Am gleichen Tag
geboren wie die SAW
Olga Momcilovic wohnt seit zwölf Jahren in der SAW-Siedlung Unteraffoltern. Sie kam am 28. Juni 1950 zur Welt: An dem Tag, an dem die SAW in Zürich per Gemeinderatsbeschluss gegründet wurde.
«Am 28. Juni feierte ich meinen 70. Geburtstag. Ich wusste nicht, dass die Stiftung Alterswohnungen genau gleich alt ist wie ich. Es freut mich natürlich, obwohl mir Geburtstage persönlich nicht so wichtig sind. Meinen Siebzigsten haben wir im Kreis der Familie gefeiert. Nicht nur wegen Corona, sondern weil ich sowieso kein grosses Fest organisiert hätte. Wozu auch? Wir waren bei meinem ältesten Sohn, denn für uns alle zusammen wäre es doch etwas eng geworden in meiner 2-Zimmerwohnung. Zwölf Jahre wohne ich jetzt schon in der SAW-Siedlung Unteraffoltern. Am Anfang gehörte ich hier zu den Jüngsten. Mein Mann war fast zehn Jahre älter als ich und gesundheitlich schon etwas angeschlagen, als wir die Wohnung bekamen. Er ist vor sieben Jahren gestorben.
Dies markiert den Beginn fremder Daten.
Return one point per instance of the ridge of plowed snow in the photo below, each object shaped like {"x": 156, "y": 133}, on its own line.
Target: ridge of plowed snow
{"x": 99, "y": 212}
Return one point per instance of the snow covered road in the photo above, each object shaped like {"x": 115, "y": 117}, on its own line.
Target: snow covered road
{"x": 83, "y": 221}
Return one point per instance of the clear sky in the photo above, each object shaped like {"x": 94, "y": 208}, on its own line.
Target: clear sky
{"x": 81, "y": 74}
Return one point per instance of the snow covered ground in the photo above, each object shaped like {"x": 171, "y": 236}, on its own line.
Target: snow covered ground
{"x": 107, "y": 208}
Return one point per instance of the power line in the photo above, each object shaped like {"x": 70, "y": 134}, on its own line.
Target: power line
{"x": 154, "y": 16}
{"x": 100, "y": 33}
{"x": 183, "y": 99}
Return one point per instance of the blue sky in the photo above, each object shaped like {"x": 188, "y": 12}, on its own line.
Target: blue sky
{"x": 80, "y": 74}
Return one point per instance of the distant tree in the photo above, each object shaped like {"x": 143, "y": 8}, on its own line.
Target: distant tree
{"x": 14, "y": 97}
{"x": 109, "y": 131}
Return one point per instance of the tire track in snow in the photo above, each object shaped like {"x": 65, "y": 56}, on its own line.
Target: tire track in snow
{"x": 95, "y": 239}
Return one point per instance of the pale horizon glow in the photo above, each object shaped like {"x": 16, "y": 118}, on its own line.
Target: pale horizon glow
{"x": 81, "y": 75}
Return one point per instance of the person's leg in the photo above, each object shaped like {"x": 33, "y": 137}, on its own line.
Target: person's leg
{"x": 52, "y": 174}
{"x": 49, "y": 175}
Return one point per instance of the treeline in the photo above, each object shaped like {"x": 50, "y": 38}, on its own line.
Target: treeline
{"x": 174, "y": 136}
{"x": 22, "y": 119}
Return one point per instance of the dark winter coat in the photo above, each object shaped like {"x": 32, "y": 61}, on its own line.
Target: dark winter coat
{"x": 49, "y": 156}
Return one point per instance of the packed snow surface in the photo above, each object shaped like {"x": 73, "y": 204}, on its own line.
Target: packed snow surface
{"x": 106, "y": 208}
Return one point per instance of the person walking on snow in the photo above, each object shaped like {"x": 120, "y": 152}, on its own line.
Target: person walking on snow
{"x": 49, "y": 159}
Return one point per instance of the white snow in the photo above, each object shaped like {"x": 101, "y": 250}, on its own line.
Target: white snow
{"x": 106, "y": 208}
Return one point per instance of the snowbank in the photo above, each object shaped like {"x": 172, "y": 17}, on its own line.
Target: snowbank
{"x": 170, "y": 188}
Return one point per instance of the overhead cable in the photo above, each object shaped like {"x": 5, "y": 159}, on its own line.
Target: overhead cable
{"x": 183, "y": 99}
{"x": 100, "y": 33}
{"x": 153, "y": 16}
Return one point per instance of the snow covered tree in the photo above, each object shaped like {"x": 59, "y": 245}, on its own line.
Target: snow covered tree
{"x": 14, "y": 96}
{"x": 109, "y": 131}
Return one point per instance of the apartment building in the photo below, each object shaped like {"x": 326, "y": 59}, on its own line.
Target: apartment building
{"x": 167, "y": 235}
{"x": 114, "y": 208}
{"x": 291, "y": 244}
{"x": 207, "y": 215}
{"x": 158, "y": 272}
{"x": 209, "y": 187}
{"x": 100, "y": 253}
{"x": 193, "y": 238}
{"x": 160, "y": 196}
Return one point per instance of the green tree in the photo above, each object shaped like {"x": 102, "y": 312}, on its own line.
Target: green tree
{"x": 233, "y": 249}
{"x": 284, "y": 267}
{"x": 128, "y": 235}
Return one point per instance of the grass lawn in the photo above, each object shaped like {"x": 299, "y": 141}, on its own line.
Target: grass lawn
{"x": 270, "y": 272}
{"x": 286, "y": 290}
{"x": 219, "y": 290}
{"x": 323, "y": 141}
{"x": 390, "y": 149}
Geboren bin ich in einem kleinen Dorf in der Nähe von Leskovac in Serbien. Meine Eltern waren einfache Bauern und ich glaubte, dass ich deshalb nie einen Mann finden würde. Damals war die Mitgift der Braut noch sehr wichtig und meine Eltern hatten nichts, was sie mir hätten mitgeben können. Ich arbeitete nach der Fachschule in der Textilbranche in Leskovac. In der Stadt lernte ich meinen späteren Mann kennen, der damals schon Arbeit in der Schweiz hatte. Ich bin ihm hierher gefolgt – ohne auch nur ein einziges Wort Deutsch zu verstehen. Das war 1970; ich war gerade zwanzig.
Ein Jahr später ist meine Mutter gestorben. Sie war erst 44 Jahre alt. Das hat mich sehr getroffen. Die Anfangszeit in der Schweiz war für mich nicht einfach. Gott sei Dank war mein Mann ein anständiger und lieber Mensch. Auch die Kirche hat mir im Laufe meines Lebens viel Trost geschenkt.
1972 kam mein erster Sohn auf die Welt, 1979 der zweite. Neben Kindern und Haushalt habe ich immer gearbeitet, manchmal auch an zwei Arbeitsstellen gleichzeitig: 25 Jahre lang trug ich am Morgen die Post aus und am Nachmittag verpackte ich Mahlzeiten für die Swissair. In den ersten Jahren hatte ich in der Munitionsfabrik gearbeitet, in der mein Mann schon eine Stelle hatte. Aber in der Krise Mitte der 1980er-Jahre wurden viele Ehefrauen entlassen, weil man davon ausging, dass sie als Zweitverdienerinnen weniger in Not geraten würden. Zwei Jahre war ich arbeitslos. In dieser Zeit ist mein Mann krank geworden. Er hatte einen Herzinfarkt mit 44, und als er 50 war, kam der Zucker dazu.
Ich hatte kein einfaches Leben, aber man kann es sich nicht aussuchen. Nur wenige Jahre, nachdem mein Mann gestorben war, bin ich selbst an Krebs erkrankt und musste operiert werden. Ich bin froh, habe ich meine Familie und die Kirche, sonst wäre ich sehr allein. In der alten Heimat kenne ich nur noch wenige Leute. Mein Bruder lebt noch dort. Ich besuche ihn gerne in den Ferien, aber ich bin jetzt seit 50 Jahren in der Schweiz, das ist der weitaus grösste Teil meines Lebens. Meine Kinder, meine Enkel, mein Leben – das alles ist hier, und das ist gut so.
Als das Coronavirus kam, war ich sehr vorsichtig und habe das Haus möglichst nicht verlassen. Ich gehöre ja nicht nur wegen meines Alters zur Risikogruppe, sondern auch wegen meiner Erkrankung. Meine Söhne haben für mich eingekauft und geschaut, dass es mir an nichts gefehlt hat. Einmal hat die SAW ein Konzert für die Siedlung organisiert. Eine junge Violinistin spielte für uns und wir konnten von den Laubengängen aus zuhören. Es war sehr schön, ich habe einige Fotos gemacht. Trotzdem werde ich froh sein, wenn die Pandemie einmal vorüber ist.»
Olga Momcilovic aus der SAW-Siedlung Unteraffoltern nahm als junge Frau all ihren Mut zusammen und folgte ihrem Mann in ein unbekanntes Land. Inzwischen ist ihr die Schweiz längst zur Heimat geworden.